Tuesday, 10 December 2013

Language barriers in understanding risk and uncertainty

Arthur Charpentier and Dave Giles  reminded me of the disagreement over the terms random and chance variable.
and brought to my mind the misunderstandings that can occur when economists use the word "risk".  Following Frank Knight, economists will often use the word "risk" to represent a 'known probability', where as an "uncertainty" is an 'unkown' probability.  Knight gives a business example:
the bursting of bottles does not introduce an uncertainty or hazard into the business of producing champagne; since in the operations of any producer a practically constant and known proportion of the bottles burst, it does not especially matter even whether the proportion is large or small. The loss becomes a fixed cost in the industry and is passed on to the consumer, like the outlays for labour or materials or any other.
I have never found Knight's distinction particularly helpful because  the word "risk" is commonly used to represent the possibility of a loss:
 OED 1. (Exposure to) the possibility of loss, injury, or other adverse or unwelcome circumstance; a chance or situation involving such a possibility. 
with the first example appearing in 1621.  The word originates in post-classical Latin, either from the classical Latin  resecare, "something that cuts" i.e. rocks, or from the Arabic rizq which has a number of meanings: ‘provision, lot, portion allotted by God to each man’, ‘livelihood, sustenance’, hence ‘boon, blessing (given by God)’, ‘property, wealth’, ‘income, wages’, and finally ‘fortune, luck, destiny, chance’.

I prefer to use "chance" in place of Knight's "risk"
OED 1 The falling out or happening of events; the way in which things fall out; fortune; case.
from the Latin cadere, 'to fall', highlighting the relationship between "chance" and the roll of the dice.  The association between "chance" and probability was established by de Moivre with his Doctrine of Chances.  While it is unwise to contradict the Oxford English Dictionary (OED) I tend to think chance is derived from the Dutch word kans.

Ian Hacking discusses the problems Huygens, who like all Dutch mathematicians of the time wrote firstly in Dutch and then translated into Latin for an international audience, had in translating the work kans, which according to Google translate can mean either 'chance' or 'opportunity'.  The obvious Latin equivalent for kans as chance would have been sors, 'lot'. Huygens, or possibly his editor Schootens, chose expectatio, highlighting the association between chance and opportunity, where as Knight had associated it with risk.  An alternative to expectatio that Huygens considered was spes, which was the Latin word for the Christian virtue 'Hope' and is related to a Roman goddess for hope.  The French still employ the word esperance for mathematical expectation while the English use expectation (the Dutch use verwachting which has a number of translations (depending on the context): 'hope, promise, expectation, forecast, prognosis').

Knight did not really innovate his use of "risk", according to the OED it originates with de Morgan
OED2b.

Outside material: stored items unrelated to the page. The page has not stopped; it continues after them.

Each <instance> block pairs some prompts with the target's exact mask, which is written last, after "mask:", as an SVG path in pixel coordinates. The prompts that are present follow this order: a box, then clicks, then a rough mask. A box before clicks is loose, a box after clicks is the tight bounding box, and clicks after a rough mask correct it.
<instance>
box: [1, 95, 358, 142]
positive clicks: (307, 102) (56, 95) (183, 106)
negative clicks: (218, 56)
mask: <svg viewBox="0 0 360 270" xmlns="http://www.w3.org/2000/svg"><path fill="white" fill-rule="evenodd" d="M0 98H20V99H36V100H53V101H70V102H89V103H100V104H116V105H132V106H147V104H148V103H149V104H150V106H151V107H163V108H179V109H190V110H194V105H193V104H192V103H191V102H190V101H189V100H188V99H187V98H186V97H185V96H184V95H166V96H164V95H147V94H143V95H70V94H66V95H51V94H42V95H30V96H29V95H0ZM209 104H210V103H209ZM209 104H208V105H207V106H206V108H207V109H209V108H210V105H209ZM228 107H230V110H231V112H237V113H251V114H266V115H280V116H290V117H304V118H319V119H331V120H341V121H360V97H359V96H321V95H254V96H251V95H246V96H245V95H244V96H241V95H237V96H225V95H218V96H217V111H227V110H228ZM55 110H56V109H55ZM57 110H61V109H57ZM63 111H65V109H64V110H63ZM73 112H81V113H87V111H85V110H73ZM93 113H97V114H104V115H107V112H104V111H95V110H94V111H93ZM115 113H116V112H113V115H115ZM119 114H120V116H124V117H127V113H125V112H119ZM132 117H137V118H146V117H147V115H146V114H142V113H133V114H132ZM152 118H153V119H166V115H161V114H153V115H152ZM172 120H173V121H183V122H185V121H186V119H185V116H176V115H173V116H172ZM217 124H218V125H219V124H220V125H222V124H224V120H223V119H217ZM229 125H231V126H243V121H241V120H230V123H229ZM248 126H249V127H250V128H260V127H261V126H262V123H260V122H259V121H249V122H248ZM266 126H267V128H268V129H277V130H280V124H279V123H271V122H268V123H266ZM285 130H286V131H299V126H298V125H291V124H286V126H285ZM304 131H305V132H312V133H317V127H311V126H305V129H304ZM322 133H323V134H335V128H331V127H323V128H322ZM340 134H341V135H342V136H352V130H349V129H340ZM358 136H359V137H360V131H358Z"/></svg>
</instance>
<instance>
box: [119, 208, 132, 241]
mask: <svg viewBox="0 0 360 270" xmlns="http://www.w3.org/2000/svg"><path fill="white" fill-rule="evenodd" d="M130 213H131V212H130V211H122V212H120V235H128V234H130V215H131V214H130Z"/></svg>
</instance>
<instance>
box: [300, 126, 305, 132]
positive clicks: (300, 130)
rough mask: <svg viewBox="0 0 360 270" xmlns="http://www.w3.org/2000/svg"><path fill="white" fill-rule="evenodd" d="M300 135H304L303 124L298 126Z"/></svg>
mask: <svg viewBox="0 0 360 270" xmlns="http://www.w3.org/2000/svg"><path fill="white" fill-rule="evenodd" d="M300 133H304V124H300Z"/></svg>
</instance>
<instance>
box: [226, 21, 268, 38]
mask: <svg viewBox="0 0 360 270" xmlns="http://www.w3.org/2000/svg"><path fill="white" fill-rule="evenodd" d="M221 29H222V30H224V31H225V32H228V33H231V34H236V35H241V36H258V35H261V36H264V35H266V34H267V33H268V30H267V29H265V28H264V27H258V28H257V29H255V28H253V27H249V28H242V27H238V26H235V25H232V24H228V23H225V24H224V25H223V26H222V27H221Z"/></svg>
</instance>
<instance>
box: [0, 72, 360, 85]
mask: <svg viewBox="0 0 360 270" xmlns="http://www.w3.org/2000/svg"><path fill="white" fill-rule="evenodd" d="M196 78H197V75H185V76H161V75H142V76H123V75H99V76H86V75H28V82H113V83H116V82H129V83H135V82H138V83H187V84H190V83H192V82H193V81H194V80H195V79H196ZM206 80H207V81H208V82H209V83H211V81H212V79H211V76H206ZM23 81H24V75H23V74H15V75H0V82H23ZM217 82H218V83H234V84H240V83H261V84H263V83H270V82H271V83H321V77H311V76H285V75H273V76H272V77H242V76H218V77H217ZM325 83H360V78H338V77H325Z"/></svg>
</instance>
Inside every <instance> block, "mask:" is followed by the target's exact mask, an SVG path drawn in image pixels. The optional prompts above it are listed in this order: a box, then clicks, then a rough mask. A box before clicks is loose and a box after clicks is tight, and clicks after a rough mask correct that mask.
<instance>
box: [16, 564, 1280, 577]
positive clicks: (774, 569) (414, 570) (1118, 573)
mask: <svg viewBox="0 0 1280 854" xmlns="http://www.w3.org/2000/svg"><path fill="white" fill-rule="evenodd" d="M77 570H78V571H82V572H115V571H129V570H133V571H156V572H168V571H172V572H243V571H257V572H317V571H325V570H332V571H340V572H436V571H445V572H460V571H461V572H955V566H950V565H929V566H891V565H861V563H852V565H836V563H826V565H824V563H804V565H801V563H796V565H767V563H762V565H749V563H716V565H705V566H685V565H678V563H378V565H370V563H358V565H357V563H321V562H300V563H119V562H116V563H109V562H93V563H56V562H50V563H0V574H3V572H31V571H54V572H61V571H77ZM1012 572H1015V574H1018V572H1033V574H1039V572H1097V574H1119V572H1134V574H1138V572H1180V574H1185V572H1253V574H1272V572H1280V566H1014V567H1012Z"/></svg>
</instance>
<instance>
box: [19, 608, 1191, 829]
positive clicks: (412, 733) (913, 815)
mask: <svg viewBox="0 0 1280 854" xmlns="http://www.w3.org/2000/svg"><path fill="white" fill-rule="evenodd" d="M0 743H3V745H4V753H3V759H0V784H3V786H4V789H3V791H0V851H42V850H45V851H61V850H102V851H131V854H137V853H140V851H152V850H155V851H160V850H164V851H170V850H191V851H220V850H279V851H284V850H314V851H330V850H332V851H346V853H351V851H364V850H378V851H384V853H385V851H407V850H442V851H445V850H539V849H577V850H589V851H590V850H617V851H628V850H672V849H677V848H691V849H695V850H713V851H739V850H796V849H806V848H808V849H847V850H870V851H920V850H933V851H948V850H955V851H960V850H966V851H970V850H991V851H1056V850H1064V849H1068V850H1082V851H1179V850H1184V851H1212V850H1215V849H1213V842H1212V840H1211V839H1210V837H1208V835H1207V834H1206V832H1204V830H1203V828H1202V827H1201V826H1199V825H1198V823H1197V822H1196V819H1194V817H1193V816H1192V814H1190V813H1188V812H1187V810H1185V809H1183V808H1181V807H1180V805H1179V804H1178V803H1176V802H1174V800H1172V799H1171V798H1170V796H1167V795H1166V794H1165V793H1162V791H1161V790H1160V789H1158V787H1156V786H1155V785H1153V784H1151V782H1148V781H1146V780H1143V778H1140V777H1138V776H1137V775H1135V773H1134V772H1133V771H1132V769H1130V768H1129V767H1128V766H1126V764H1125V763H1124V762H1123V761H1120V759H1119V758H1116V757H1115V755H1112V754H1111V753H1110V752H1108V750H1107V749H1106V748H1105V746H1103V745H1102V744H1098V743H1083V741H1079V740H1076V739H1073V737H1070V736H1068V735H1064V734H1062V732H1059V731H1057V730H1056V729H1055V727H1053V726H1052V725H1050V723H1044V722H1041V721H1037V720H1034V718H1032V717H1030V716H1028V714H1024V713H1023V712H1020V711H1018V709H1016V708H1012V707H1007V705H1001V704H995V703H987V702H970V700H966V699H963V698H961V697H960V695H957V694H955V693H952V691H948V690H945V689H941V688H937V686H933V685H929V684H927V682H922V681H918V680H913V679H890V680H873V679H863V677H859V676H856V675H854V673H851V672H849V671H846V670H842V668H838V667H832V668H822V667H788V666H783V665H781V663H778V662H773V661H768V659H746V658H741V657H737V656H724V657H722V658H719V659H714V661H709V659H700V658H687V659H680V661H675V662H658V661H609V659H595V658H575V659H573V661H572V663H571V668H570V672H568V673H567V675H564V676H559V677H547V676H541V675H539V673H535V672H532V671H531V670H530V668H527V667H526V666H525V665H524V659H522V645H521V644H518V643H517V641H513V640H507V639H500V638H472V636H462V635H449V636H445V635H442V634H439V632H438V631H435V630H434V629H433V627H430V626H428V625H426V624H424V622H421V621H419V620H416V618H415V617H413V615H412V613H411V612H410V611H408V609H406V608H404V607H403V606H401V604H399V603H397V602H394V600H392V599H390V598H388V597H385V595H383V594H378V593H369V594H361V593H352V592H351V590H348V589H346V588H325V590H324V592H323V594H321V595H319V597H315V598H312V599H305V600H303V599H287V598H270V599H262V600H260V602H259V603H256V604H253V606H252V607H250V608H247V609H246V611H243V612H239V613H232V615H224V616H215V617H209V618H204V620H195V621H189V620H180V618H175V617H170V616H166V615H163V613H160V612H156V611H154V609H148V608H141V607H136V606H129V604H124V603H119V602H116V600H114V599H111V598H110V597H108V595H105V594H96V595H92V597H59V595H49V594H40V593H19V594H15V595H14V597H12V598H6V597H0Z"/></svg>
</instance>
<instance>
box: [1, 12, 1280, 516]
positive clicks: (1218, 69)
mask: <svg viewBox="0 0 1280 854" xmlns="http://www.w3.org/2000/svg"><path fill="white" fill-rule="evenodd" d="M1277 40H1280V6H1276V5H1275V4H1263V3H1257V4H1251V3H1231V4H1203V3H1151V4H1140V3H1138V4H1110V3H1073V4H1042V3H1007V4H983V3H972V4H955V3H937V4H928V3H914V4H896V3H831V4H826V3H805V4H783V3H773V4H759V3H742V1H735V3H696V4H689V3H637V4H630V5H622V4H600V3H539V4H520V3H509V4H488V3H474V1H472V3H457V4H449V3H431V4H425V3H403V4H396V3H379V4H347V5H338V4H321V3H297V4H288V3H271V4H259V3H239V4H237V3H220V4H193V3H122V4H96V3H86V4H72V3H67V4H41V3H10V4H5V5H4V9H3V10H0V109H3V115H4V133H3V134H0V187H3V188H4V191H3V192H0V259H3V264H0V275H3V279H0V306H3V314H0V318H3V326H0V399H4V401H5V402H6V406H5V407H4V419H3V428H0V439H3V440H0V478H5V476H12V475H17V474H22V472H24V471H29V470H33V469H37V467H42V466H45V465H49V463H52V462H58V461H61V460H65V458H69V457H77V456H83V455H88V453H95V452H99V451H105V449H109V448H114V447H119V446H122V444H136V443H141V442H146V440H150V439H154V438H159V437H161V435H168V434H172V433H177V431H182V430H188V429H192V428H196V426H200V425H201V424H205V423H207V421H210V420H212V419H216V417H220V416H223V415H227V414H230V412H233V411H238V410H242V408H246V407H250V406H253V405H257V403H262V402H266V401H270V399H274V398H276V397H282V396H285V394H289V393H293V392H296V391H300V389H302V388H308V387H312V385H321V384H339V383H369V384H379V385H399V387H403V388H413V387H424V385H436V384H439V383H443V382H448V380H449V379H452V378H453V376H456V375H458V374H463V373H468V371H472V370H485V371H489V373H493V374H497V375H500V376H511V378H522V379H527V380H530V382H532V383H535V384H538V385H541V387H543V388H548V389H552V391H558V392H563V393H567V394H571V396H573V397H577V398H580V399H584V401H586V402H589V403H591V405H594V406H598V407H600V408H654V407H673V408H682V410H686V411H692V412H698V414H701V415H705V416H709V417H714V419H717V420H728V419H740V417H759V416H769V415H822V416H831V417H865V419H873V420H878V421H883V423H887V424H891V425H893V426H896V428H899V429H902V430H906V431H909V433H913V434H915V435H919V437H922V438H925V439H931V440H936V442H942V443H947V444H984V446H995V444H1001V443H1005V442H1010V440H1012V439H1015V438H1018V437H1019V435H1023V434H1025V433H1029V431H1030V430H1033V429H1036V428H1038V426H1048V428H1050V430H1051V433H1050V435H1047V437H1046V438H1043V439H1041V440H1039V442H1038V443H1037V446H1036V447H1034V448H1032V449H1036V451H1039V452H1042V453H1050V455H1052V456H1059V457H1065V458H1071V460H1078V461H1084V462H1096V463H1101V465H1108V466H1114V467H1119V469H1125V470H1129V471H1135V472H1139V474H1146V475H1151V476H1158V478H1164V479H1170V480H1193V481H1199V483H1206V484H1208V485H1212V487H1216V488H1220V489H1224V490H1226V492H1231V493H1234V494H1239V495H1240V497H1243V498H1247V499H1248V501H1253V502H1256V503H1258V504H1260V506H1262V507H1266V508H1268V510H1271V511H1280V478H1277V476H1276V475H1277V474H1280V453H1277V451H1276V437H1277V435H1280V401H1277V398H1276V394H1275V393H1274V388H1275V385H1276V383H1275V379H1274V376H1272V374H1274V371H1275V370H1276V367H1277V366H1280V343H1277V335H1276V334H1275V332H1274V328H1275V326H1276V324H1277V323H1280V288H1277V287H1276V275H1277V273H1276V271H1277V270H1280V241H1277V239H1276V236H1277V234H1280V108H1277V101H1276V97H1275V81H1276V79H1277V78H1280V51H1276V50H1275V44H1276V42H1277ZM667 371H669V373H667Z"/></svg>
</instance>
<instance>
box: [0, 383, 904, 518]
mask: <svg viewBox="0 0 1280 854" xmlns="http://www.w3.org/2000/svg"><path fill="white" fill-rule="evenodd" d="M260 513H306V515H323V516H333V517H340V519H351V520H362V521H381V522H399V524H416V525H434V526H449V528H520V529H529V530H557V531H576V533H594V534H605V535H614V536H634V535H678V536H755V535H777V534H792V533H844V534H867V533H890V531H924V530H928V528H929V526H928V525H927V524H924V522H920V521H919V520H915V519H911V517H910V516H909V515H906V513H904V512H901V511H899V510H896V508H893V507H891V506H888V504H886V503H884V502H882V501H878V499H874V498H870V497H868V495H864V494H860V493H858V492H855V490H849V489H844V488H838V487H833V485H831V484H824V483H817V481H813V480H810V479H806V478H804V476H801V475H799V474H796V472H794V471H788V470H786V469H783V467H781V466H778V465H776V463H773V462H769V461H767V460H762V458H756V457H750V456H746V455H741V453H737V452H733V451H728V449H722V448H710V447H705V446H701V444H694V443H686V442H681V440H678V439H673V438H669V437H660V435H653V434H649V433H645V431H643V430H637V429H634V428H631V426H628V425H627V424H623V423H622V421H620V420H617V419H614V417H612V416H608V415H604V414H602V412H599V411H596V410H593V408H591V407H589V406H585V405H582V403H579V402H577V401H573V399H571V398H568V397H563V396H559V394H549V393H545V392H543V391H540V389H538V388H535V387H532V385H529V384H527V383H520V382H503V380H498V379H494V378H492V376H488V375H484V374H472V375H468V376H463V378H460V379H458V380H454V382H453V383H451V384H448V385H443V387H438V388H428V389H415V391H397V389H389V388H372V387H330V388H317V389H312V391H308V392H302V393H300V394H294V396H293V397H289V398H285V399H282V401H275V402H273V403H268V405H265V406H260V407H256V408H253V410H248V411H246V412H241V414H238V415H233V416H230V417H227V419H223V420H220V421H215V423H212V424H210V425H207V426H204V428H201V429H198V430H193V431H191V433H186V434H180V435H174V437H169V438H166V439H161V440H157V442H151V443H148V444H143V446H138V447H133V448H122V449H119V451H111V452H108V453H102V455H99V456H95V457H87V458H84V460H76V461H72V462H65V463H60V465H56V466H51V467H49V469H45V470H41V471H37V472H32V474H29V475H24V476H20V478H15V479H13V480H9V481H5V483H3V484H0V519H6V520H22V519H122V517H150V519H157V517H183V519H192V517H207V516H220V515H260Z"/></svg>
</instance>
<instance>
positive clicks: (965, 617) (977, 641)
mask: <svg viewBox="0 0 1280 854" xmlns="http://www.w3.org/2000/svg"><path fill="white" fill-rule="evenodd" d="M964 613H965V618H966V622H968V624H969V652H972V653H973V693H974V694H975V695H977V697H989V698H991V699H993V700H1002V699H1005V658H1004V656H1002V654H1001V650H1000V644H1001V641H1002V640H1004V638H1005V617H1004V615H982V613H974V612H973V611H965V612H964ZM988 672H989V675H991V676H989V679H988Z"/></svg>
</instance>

The error of an observation or result considered without regard to sign; the probability of an error; the mean weighted loss incurred by a decision taken or estimate made in the face of uncertainty; spec. = mean-square error 
De Morgan defined it in 1832
 This is what Laplace calls l'erreur moyenne à craindre en plus, and the corresponding error en moins is of the same magnitude with a different sign. We shall call it the risk of the observation, the sign of the error not being considered.
 My interpretation is that De Morgan's thinking is closely related to Quetelet's - a deviation from the norm is a risk - see my previous post on this.

The word "random" seems very inappropriate, apparently originating in Middle French randon, meaning 'speed' or 'hast'.  We have
OED A1a. Impetuosity, great speed, force, or violence (in riding, running, striking, etc.); chiefly in with (also in) great random .  (earliest occurrence 1325)
OED A2a. Gunnery. The range of a piece of ordnance, esp. the long or full range obtained by elevating the muzzle of the piece.  (earliest occurrence 1560)
OED A 3. A haphazard or aimless course.  (earliest occurrence 1565)
and the first use as an adverb and adjective
OED B1 At random, randomly. (earliest occurrence 1619)
OED C1a. Having no definite aim or purpose; not sent or guided in a particular direction; made, done, occurring, etc., without method or conscious choice; haphazard.  (earliest occurrence 1655)
The first use in mathematics was in 1884:
Applying the Calculus of Probabilities..to the question of whether the distribution of the fixed stars can be regarded as the result of a random sprinkling.
A mathematician might use stochastic as an adjective in preference to random or chance.  The word derives from the Greek 'to aim at a mark, guess' according to the OED, my Greek PhD supervisor said it related to shooting arrows.  Its first appearance in English was in 1662
But yet there wanted not some beams of light to guide men in the exercise of their Stocastick faculty.
and then in 1688 in Cudworths Treatise on Free Will
There is need and use of this stochastical judging and opining concerning truth and falsehood in human life.
What do I conclude:  there is no certainty in what we are talking about when using words like risk, chance, random etc. and it is not surprising we have difficulty dealing with the concept.